Department of Information & Statistics, Chungbuk National University, 1 Chungdae-ro, Seowon-gu, Cheongju, Chungbuk, 28644, Republic of Korea.
Int J Colorectal Dis. 2021 Feb;36(2):303-310. doi: 10.1007/s00384-020-03765-x. Epub 2020 Sep 23.
This study aimed to investigate the association between metformin usage and the risk of colorectal cancer (CRC) using data from the Korean National Health Insurance Service-National Health Screening Cohort database.
Data from the NHIS-HEALS cohort between 2002 and 2015 were longitudinally analyzed. Subjects were divided into three groups: metformin non-users with diabetes mellitus (DM), metformin users with DM, and no DM group. CRC was defined using the ICD-10 code (C18.0-C20.0) at the time of admission. Cox proportional hazard regression models were adopted after stepwise adjustment for confounders to investigate the association between metformin usage and colorectal cancer risk.
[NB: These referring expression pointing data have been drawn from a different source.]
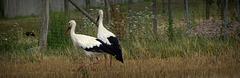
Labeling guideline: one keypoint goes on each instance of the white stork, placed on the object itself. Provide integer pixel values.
(92, 46)
(108, 38)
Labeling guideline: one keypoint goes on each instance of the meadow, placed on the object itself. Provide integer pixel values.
(145, 55)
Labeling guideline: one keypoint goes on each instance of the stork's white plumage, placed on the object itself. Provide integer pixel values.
(108, 38)
(92, 46)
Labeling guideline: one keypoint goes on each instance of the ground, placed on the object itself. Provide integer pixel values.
(224, 65)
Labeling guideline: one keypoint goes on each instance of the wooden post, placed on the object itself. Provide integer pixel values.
(66, 7)
(108, 13)
(225, 20)
(87, 5)
(44, 25)
(238, 9)
(155, 17)
(84, 12)
(186, 5)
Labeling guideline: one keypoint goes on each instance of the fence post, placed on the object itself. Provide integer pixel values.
(186, 5)
(44, 25)
(225, 20)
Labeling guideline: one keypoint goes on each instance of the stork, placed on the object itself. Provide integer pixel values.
(108, 38)
(91, 46)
During the follow-up period, of the total 323,430 participants, 2341 (1.33%) of the 175,495 males and 1204 (0.81%) of the 147,935 females were newly diagnosed with CRC. The estimated cumulative incidence of CRC was significantly different among the three groups based on Kaplan-Meier's survival curve (p values < 0.05 in both sexes). Compared with metformin non-users, hazard ratios (95% CIs) of metformin users and the no DM group were 0.66 (0.51-0.85) and 0.72 (0.61-0.85) in males and 0.59 (0.37-0.92) and 0.93 (0.66-1.29) in females, respectively, after being fully adjusted.
Metformin users with diabetes appear to have a significantly lower risk of CRC compared with metformin non-users.
本研究旨在利用韩国国家健康保险服务-国家健康筛查队列数据库的数据,探讨二甲双胍使用与结直肠癌(CRC)风险之间的关联。
对 2002 年至 2015 年 NHIS-HEALS 队列数据进行纵向分析。受试者分为三组:糖尿病伴二甲双胍非使用者(DM)、糖尿病伴二甲双胍使用者(DM)和无 DM 组。CRC 采用 ICD-10 编码(C18.0-C20.0)在入院时定义。采用 Cox 比例风险回归模型,在逐步调整混杂因素后,探讨二甲双胍使用与结直肠癌风险之间的关系。
在随访期间,在 323430 名参与者中,175495 名男性中有 2341 名(1.33%)和 147935 名女性中有 1204 名(0.81%)新诊断为 CRC。基于 Kaplan-Meier 生存曲线,三组之间 CRC 的估计累积发病率差异有统计学意义(p 值均<0.05)。与二甲双胍非使用者相比,二甲双胍使用者和无 DM 组的男性 HR(95%CI)分别为 0.66(0.51-0.85)和 0.72(0.61-0.85),女性分别为 0.59(0.37-0.92)和 0.93(0.66-1.29),经完全调整后。
与二甲双胍非使用者相比,糖尿病伴二甲双胍使用者 CRC 的风险显著降低。